Racisme et chronique sénégalaise

printemps 2018 -- actualisé avril 2019

La notion de race se définit normalement et seulement à partir d'éléments strictement biologiques en commençant par la couleur de peau : blanche ; rouge ; jaune ou noire, puis les yeux clairs ou foncés, bridés ou non et enfin les cheveux clairs ou foncés, frisés, voire crêpus ou non.

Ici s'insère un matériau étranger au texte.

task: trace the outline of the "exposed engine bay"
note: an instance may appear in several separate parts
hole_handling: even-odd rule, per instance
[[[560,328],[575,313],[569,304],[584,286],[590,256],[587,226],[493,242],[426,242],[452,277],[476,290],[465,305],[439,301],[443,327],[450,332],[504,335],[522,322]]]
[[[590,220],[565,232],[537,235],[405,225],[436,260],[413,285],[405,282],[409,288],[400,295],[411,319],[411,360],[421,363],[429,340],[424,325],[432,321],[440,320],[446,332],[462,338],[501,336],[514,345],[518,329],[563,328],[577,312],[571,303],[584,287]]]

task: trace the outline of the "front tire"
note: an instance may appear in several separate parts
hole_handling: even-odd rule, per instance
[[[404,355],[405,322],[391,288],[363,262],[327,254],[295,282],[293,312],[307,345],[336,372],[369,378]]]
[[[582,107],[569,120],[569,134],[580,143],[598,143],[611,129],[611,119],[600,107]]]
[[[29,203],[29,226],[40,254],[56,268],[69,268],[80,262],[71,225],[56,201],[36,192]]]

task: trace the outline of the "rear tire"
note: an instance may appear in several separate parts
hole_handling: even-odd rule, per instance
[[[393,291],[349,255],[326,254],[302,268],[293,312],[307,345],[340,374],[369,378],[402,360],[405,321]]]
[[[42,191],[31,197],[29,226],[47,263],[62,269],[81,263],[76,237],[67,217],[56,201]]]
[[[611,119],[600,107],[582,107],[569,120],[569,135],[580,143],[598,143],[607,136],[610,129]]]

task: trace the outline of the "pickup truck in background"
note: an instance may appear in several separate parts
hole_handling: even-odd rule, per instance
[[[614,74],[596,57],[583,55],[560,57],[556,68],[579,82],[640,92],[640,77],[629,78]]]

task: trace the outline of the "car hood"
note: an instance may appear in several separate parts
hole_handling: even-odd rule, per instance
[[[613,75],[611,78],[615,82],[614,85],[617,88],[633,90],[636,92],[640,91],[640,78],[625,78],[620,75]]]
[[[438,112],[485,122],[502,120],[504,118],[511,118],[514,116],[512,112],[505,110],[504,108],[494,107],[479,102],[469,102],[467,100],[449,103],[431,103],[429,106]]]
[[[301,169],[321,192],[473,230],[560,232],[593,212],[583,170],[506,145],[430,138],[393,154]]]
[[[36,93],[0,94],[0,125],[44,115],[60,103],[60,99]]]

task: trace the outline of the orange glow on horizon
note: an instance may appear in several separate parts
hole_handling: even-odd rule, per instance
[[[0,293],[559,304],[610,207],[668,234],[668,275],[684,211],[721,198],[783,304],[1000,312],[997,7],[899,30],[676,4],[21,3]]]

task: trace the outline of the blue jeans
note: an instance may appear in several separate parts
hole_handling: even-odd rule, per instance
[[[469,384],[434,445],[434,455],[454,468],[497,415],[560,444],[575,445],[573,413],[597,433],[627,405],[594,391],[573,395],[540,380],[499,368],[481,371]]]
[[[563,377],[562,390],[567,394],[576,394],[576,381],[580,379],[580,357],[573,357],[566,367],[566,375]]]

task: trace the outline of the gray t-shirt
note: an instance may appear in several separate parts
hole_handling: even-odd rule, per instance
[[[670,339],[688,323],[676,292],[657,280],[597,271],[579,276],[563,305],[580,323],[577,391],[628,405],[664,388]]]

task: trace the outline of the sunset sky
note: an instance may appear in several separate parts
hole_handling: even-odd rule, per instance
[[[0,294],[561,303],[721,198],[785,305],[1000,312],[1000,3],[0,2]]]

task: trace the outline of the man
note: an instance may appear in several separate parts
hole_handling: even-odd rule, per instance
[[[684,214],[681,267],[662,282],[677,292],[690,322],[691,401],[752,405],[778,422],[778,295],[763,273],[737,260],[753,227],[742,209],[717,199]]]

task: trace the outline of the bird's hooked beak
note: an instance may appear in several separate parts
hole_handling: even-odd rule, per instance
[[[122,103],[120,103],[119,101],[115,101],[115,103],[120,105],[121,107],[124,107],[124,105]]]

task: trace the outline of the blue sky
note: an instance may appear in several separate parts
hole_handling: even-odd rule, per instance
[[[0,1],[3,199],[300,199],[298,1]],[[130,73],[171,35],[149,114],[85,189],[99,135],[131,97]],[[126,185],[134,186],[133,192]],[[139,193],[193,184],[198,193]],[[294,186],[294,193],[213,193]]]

Cette définition biologique de la race devrait-elle définir et caractériser la supériorité blanche supposée et pourtant souvent revendiquée par nombre d'humains Blancs.

Devrait-on alors omettre toute caractéristique autre que biologique. Qu'en est-il des caractéristiques culturelle, religieuse, historique, géographique et environnementale, qui ne permettent certainement pas d'établir la supériorité blanche. Ainsi, l'Histoire a démontré que des civilisations brillantes et très avancées ont existé sur Terre, à différentes époques de notre histoire humaine, en différents points géographiques, et sans aucun lien spécifique avec la présence d'humains Blancs dans les contrées concernées.

Comment donc en est-on arrivé à ce que bon nombre d'humains aient intégré qu'il puisse y avoir inégalité entre les races : des représentants de la race blanche revendiquant leur supériorité pendant que ceux de la race noire subissent leur supposée infériorité. Les humains Rouges et Jaunes, quant à eux, vivent un parcours différent. Les Rouges sont essentiellement les Indiens ou plus précisément les Amérindiens du continent nord-américain qui ont été littéralement exterminés à l'arrivée des "explorateurs" venant pour l'essentiel d'Europe du Nord (Angleterre ; France ; Espagne..) à la fin du 15è siècle. Les Amérindiens vivant en Amérique du Sud ou centrale ont subi l'exploitation quand ce n'était pas l'extermination des Espagnols et Portugais principalement. Les Jaunes ou plus précisément les Asiatiques ont subi des sorts divers sans pour autant connaître les situations extrêmes subies par les populations Rouge et Noire. Les Chinois ont cependant eu à subir la domination japonaise dans des conditions dramatiques. On pourrait aussi parler des Tibétains....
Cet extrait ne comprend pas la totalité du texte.